桔梗原 “コロナショック”は、多くの企業に「ビジネスモデルを大きく変えないと生き残れない」という危機感を与えました。こうした中、DXがより重要性を増すと思われます。日本企業の取り組み状況をどう見ていますか。
八木 多くの企業が「コロナ禍でデジタル化が進んだ」と口にしています。DX推進の遅れていた企業が、リモートワークによってオンラインミーティングを採用するようになったのは確かに進歩かもしれません。しかし、そのレベルのデジタル活用であればアナログの代替にすぎません。改めて認識しなければならないのは、デジタル活用はDX推進の「手段」であって「目的」ではないということです。大切なのは、“コロナショック”がもたらした変化を生かし、抜本的な変革につなげようとする姿勢ではないでしょうか。
則武 私たちは、DXに至るには3つのステップがあると考えています。最初のステップは、既存事業へ部分的にデジタル適用をする「デジタルパッチ」。コロナ禍で多くの企業が進めたデジタル化はここに相当するもので、まだDXの入り口にすぎないのです。
桔梗原 デジタルパッチが最初のステップだとすると、それ以降のステップはどう進めていくべきでしょうか。
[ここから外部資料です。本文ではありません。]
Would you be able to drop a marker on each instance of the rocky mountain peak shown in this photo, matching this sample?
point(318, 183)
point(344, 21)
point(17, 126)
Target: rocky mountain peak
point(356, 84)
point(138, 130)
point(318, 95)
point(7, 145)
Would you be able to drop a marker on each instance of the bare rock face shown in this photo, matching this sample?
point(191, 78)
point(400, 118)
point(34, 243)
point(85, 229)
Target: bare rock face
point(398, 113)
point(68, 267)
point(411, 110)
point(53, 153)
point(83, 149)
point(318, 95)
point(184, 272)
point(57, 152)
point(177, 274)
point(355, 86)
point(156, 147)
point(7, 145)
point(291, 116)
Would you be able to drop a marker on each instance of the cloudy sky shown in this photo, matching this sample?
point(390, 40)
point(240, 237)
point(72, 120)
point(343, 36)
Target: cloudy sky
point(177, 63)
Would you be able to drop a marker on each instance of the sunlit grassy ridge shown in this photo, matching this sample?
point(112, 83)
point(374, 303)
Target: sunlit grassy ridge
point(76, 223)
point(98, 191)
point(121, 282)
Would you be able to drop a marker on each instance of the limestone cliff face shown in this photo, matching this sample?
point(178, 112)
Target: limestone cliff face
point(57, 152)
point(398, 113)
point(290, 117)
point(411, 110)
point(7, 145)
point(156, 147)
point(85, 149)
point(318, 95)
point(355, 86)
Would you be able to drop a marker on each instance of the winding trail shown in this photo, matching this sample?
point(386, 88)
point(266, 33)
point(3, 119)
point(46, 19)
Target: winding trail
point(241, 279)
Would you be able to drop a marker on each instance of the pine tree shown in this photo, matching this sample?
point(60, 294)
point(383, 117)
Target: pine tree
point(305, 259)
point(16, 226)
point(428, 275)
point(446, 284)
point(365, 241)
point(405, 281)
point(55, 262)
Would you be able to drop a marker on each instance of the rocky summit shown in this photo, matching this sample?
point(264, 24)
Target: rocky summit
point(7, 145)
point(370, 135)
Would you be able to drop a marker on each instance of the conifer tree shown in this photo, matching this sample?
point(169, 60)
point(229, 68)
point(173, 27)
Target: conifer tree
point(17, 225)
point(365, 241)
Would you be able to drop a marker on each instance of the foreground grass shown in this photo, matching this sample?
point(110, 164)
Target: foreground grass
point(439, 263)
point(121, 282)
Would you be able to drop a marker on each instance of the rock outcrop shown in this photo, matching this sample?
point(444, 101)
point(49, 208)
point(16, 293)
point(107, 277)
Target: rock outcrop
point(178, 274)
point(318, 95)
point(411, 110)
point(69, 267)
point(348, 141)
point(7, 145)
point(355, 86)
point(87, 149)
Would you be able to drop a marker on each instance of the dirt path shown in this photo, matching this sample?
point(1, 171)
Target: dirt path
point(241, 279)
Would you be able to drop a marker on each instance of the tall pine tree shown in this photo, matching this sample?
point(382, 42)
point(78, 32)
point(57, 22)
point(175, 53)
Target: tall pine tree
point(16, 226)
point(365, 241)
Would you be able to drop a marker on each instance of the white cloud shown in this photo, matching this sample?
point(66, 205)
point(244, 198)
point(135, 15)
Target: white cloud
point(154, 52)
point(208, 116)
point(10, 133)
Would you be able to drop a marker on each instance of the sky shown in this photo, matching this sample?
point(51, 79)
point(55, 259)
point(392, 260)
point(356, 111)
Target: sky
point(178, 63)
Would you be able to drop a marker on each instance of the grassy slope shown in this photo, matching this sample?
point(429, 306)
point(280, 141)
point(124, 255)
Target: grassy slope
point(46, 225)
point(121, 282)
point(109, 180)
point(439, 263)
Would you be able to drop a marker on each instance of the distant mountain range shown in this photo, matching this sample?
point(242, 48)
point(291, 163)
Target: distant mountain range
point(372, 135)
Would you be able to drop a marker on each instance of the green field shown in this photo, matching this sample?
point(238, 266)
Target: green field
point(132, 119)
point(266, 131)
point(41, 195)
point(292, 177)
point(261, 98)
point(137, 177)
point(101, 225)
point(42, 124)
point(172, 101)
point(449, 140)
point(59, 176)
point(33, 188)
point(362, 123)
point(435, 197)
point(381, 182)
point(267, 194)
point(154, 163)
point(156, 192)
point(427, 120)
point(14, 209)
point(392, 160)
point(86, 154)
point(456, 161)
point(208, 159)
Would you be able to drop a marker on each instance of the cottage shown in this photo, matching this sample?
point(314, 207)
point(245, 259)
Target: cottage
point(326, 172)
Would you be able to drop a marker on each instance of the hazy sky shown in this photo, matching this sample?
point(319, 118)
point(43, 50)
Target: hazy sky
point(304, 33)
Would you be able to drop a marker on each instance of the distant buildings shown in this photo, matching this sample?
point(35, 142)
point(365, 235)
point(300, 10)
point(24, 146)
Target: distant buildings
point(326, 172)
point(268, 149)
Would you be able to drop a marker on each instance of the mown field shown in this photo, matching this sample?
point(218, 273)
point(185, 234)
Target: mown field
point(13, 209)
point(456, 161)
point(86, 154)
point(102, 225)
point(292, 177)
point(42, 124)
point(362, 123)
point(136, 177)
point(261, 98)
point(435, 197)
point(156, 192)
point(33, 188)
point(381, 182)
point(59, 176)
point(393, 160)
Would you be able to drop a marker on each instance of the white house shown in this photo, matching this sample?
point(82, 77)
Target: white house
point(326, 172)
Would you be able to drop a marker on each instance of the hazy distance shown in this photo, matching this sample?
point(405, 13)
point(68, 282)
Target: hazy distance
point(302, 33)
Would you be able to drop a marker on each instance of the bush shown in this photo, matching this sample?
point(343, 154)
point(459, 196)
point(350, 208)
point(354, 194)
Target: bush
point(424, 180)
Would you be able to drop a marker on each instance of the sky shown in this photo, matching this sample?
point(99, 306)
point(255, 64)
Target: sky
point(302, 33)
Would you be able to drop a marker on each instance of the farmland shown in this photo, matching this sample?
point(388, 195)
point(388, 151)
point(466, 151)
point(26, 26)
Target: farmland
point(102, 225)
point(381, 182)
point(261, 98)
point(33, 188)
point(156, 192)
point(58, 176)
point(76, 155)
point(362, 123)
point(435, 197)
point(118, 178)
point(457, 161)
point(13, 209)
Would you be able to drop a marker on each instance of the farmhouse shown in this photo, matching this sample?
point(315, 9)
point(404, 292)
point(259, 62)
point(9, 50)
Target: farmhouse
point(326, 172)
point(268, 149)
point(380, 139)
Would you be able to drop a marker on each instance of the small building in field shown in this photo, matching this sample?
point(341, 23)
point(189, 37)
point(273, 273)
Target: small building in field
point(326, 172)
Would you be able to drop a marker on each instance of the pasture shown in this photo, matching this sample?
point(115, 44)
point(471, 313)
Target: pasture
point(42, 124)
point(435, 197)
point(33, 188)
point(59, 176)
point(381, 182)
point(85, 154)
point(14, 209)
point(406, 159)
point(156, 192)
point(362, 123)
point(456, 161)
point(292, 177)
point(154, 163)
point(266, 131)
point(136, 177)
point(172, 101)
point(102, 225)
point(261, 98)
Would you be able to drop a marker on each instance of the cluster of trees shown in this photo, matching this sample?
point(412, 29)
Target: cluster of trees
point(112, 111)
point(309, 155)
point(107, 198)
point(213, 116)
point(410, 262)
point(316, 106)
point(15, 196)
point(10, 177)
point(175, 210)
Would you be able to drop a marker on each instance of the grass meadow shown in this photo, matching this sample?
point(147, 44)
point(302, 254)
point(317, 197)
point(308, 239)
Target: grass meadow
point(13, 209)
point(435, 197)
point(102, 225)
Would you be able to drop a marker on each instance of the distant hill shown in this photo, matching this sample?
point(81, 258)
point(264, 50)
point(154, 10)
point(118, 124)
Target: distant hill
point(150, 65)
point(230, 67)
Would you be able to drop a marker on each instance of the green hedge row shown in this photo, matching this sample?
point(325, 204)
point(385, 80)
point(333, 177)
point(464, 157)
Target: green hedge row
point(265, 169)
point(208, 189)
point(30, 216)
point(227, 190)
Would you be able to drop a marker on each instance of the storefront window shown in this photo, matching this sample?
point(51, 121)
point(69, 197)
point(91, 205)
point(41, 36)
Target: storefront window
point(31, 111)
則武 2つ目のステップは、デジタルを活用して既存ビジネスモデルの高度化・拡張を図っていく「デジタルインテグレーション」です。これは、自社の事業や組織全体にデジタルテクノロジーを溶け込ませていくことを意味しています。ただしその実現には、既存ビジネスを支える基幹システムを整理し、外部のデジタル要素を融合できる準備をしておくことが不可欠となります。そのためには老朽・複雑化したレガシーシステムがあれば、刷新しておく必要があるのです。
八木 そして最終ステップが、既存のビジネスモデルから脱却して新たなモデルに転換する「DX」です。革新的な顧客体験を実現することで、ディスラプターに立ち向かうわけです。この最終ステップは、2ステップ目に訪れるレガシー刷新が完了するのを待って着手するというものではありません。レガシーからの脱却を図りつつ、同時並行で「デジタル活用によってどんな新たな価値を創出できるか」を、しっかり見据えておく姿勢が求められるのです。
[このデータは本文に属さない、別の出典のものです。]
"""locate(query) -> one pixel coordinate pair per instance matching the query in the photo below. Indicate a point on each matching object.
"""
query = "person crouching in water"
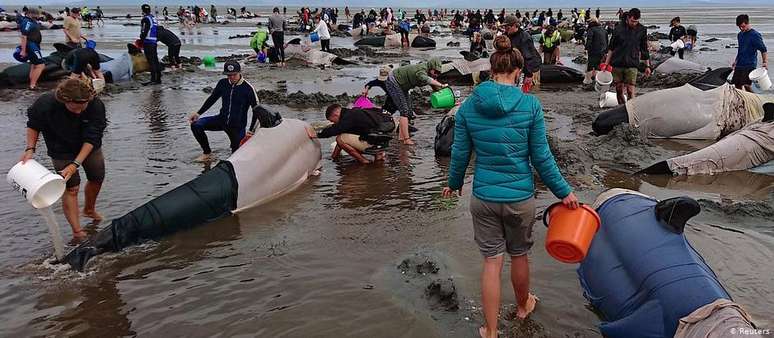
(353, 127)
(401, 81)
(237, 95)
(72, 121)
(505, 128)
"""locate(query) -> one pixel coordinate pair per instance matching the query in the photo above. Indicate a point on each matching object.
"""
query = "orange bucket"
(570, 231)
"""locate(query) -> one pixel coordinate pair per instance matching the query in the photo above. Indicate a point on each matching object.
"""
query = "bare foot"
(93, 214)
(523, 313)
(483, 332)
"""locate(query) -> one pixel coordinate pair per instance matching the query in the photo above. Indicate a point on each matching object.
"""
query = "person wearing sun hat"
(236, 95)
(72, 121)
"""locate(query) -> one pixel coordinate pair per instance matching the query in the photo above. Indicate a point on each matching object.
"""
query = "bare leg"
(35, 72)
(490, 293)
(619, 91)
(525, 302)
(90, 207)
(70, 208)
(630, 91)
(403, 133)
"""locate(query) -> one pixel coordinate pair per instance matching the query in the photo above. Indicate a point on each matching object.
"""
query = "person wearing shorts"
(72, 121)
(628, 45)
(750, 43)
(30, 45)
(350, 127)
(84, 62)
(506, 130)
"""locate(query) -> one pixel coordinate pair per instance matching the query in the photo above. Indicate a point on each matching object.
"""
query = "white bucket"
(679, 44)
(38, 185)
(608, 100)
(603, 81)
(98, 84)
(761, 77)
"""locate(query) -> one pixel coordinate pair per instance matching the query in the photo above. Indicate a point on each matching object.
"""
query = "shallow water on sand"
(322, 261)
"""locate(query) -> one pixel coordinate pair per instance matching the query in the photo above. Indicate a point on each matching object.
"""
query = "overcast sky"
(410, 3)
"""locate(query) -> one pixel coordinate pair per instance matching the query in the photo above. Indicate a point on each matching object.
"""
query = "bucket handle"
(548, 210)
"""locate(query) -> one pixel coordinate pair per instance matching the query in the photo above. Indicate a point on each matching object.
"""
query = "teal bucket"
(442, 99)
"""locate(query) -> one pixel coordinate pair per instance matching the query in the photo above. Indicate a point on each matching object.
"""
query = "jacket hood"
(434, 63)
(495, 100)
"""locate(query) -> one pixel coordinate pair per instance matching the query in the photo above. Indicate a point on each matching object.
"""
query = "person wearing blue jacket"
(505, 129)
(750, 43)
(237, 96)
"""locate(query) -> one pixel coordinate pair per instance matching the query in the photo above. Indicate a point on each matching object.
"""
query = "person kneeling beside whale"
(358, 131)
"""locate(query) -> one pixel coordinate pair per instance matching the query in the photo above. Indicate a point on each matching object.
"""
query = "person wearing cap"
(72, 28)
(522, 41)
(30, 37)
(84, 62)
(627, 46)
(549, 45)
(72, 121)
(236, 95)
(401, 81)
(149, 37)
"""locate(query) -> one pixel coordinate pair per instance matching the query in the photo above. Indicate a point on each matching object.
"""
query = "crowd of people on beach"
(500, 121)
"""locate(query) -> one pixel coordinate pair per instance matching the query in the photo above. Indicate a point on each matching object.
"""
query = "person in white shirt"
(325, 35)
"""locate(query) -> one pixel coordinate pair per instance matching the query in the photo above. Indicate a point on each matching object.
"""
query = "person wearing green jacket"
(401, 81)
(505, 128)
(258, 41)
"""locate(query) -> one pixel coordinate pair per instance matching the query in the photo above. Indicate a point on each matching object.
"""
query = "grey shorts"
(503, 227)
(94, 166)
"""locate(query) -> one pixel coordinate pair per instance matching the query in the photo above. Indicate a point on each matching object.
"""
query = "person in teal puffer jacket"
(506, 130)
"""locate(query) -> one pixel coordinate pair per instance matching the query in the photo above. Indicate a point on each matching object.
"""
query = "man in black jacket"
(596, 47)
(522, 41)
(237, 96)
(72, 121)
(353, 127)
(628, 45)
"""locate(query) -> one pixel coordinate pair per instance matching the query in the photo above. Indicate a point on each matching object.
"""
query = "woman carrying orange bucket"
(505, 127)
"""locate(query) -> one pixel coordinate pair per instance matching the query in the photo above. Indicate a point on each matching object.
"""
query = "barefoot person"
(236, 95)
(352, 128)
(627, 46)
(72, 121)
(405, 78)
(505, 128)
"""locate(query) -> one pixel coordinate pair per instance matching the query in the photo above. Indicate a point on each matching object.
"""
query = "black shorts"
(94, 166)
(741, 77)
(594, 62)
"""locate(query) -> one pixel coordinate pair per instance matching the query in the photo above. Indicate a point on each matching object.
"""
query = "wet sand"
(359, 250)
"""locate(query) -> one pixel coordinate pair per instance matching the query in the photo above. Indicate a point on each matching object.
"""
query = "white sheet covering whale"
(690, 113)
(273, 162)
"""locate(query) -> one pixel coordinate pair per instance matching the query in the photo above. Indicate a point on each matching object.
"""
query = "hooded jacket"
(506, 130)
(412, 76)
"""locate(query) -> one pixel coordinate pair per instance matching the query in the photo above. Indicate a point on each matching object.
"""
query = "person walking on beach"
(30, 40)
(401, 81)
(149, 38)
(677, 33)
(596, 47)
(72, 121)
(522, 41)
(549, 45)
(322, 31)
(72, 28)
(277, 26)
(750, 43)
(236, 95)
(627, 46)
(506, 130)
桔梗原 先進的にDXに取り組んでいる企業に見られる特徴はありますか。
八木 レガシーシステムの刷新はIT部門が行い、そこから先はデジタル部門が担うといった切り分け方をしている企業が見られますが、縦割りで分断してしまうとDXの成功は望めないと思います。成功している企業では部門間の連携が図られ、共創関係が生まれています。
則武 DXの推進役となるデジタル部門は、社内外から専門人材を集め、あたかも出島のような形で始められるケースも多いと思います。しかし、DXの推進は全社を挙げて取り組まなければなりませんので、デジタル部門がいつまでも独立したままというわけにはいきません。例えばデジタル部門がある程度、実績を積んできた三菱UFJ銀行では、リテールビジネス部門の一部とデジタル部門を一体化させようとしています。まだまだデジタルパッチの段階の企業が多い中、先行している企業ではこのようにデジタル部門と事業部門を融合させようと試みる動きが見られるようになってきました。
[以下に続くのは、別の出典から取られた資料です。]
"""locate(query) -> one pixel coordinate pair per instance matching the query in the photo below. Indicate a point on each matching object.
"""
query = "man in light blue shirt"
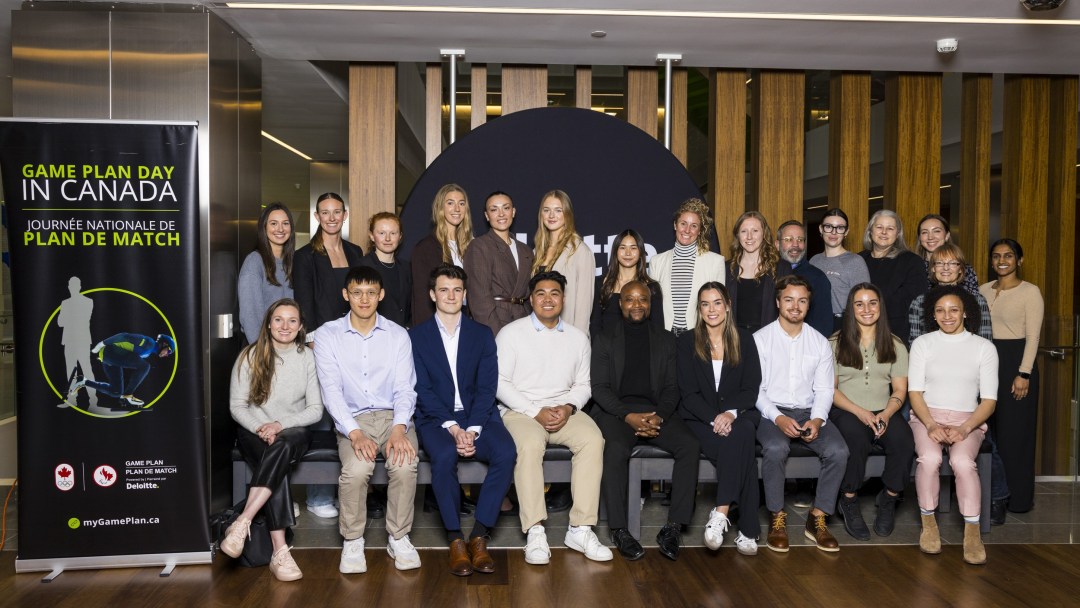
(367, 378)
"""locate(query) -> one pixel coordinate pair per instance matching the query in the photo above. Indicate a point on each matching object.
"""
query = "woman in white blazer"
(683, 270)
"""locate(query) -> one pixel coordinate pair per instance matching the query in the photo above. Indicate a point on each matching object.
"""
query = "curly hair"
(698, 207)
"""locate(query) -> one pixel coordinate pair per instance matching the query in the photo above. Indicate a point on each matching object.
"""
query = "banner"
(104, 235)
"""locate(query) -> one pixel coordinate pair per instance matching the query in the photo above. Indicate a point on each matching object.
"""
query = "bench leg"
(984, 481)
(634, 498)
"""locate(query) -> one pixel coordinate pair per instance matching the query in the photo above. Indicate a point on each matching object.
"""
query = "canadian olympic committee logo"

桔梗原 とはいえ、すべての企業が成果を上げているわけではありません。DXを成功に導くために大切なのはどんなことでしょうか。
八木 何のために変革をしたいかの“Why”と、デジタル化によって何を実現したいかの“What”を明確にした上で、デジタルテクノロジーをどう組織内に組み込むかという“How”を考えることです。デジタルテクノロジーは、これまでできなかったことをできるようにしてくれるものです。新たなビジネスモデルに転換し、新たな企業価値を生み出すというDXの本質をきちんと意識せずに“How”から始めたのでは、行き当たりばったりとなり、なかなか変革につなげることはできません。目的意識が明確であれば、社内の至るところをやみくもにデジタル化するのではなく、しっかり取捨選択できますので、DX推進担当者の負担も減るでしょう。そして、“How”を取捨選択した上で、“パッション(情熱・想い)”を込めることも不可欠です。例えば「ワクワクする」といった人間くさい要素を重視することが、実は変革を推進していく原動力となるからです。
桔梗原 そうした本質的な変革に向け、御社ではどのような支援を行っていますか。
則武 クライアント企業の直接的な悩みに応えるだけでは足りないと考えています。というのも、「どう変革していけばよいか」というアプローチの正解は誰も持っていないからです。だからこそ、我々はクライアント各社の課題に一緒になって向き合い、知見を基に考え抜くことで、クライアント自身が思いついていないゴールを設定するよう努めています。そのために、デジタル変革を最後まで伴走者として共創していくための組織・ノウハウ・人財を整えているのです。
桔梗原 ニューノーマル時代に向けた事業戦略の策定にあたり、企業はどのようなことを意識すべきですか。
則武 サステナビリティに関わる様々な問題が、大きな注目を集めるようになりました。今後はその解決のために、多くの投資が行われるようになるでしょう。これからの企業は、何らかの形でそこにリンクしていなければ収益性を高めることが難しくなるかもしれません。これまでSDGsは、あまり企業活動と結びついていませんでした。その実現に向けては、高い価値を多くの人に安価で提供する必要があるからです。しかし、デジタルを活用すれば質の高いサービスを低コストで世界中の人に届けられます。つまりDXは、SDGsへの貢献とも親和性が高いのです。
八木 例えばアフリカの貧しい子どもたちに教育を届けたい場合、これまでは現地に学校を建てて教師を派遣するというような、時間とコストのかかる方法しかありませんでした。しかし今では、タブレットPCを配布すればリモートで教育を提供することができる。ビジネスであれ、社会課題であれ、デジタル活用によってそれまでになかった価値を創出することが、最終的な目的につながっていくものであることを忘れてはなりません。